Cette Comédie de la Culture aurait tout aussi bien s’intituler La Comédie du pouvoir si Françoise Giroud n’avait pas déjà emprunté la formule en 1977.

En attendant Borne I

Qu’est-ce que c’est agaçant ce président, cette nouvelle première Ministre, qui s’obstinent à faire durer le supplice ! Que, dans les pays voisins – Belgique, Allemagne – il ait fallu plusieurs semaines voire mois pour constituer le gouvernement fédéral, peu nous chaut à nous les Français.
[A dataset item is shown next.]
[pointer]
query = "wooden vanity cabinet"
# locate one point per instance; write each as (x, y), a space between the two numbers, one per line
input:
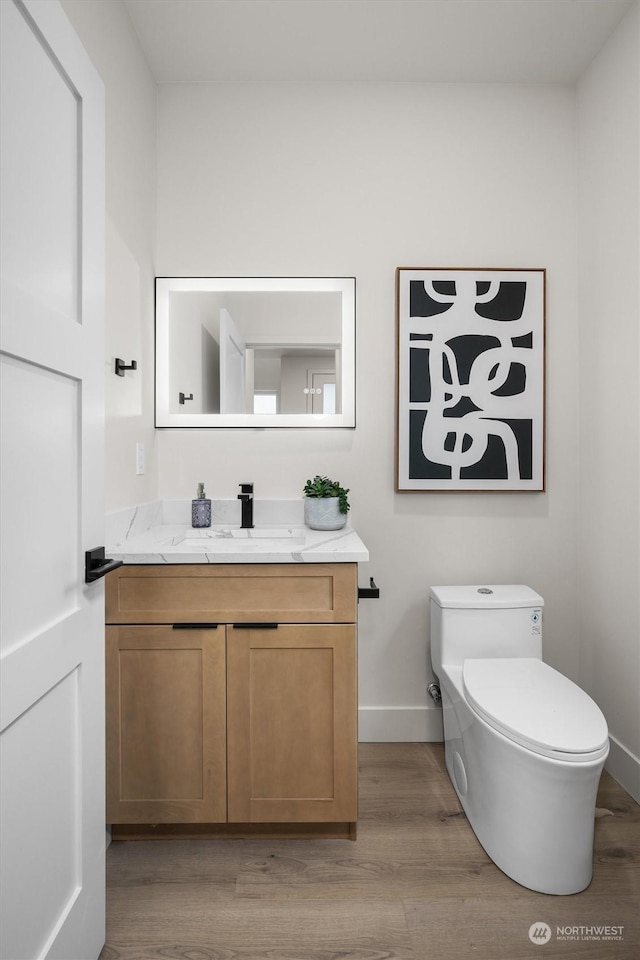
(232, 696)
Qu’accessoirement l’on tienne compte des erreurs du passé – des ministres obligés de démissionner sitôt nommés, parce que en délicatesse avec les règles de transparence de la vie publique ou avec les impôts, voire cités dans des procédures – qu’on prenne donc du temps pour vérifier que les nouvelles/nouveaux ministres sont blancs comme neige, et voilà que la machine médiatique s’emballe et reproche à l’exécutif tout à la fois indécision, procrastination, voire mépris pour le peuple français !

Mais, à l’heure où j’écris ces lignes, on nous annonce cela pour cet après-midi !

Les chariots de Vangelis

Peut-être moins célèbre que son contemporain Jean-Michel Jarre, Vangelis Papathanassiou est mort hier à 79 ans. J’ai comme beaucoup d’autres écouté sans déplaisir ses bandes son de films comme Les Chariots de feu ou 1492, qui sont la signature d’une époque, ce qui n’est déjà pas si mal pour laisser une trace dans l’histoire !

Une demoiselle rajeunie

Heureux de saluer, sur Forumopera, un disque bienvenu, qui témoigne d’affinités électives évidentes entre Debussy et le chef finlandais de l’Orchestre philharmonique de Radio France : Lignes claires

Le piano irlandais

Je n’encombre pas mon blog de pub pour le prochain Festival Radio France, ça viendra peut-être ! Pourtant je suis fier que, pour parler comme les techno, dans un contexte budgétaire contraint, on offre au public une édition 2022 très British : lefestival.eu

Fier en particulier du récital qu’y donne l’un des pianistes les plus intéressants, l’Irlandais Barry Douglas, le 16 juillet prochain.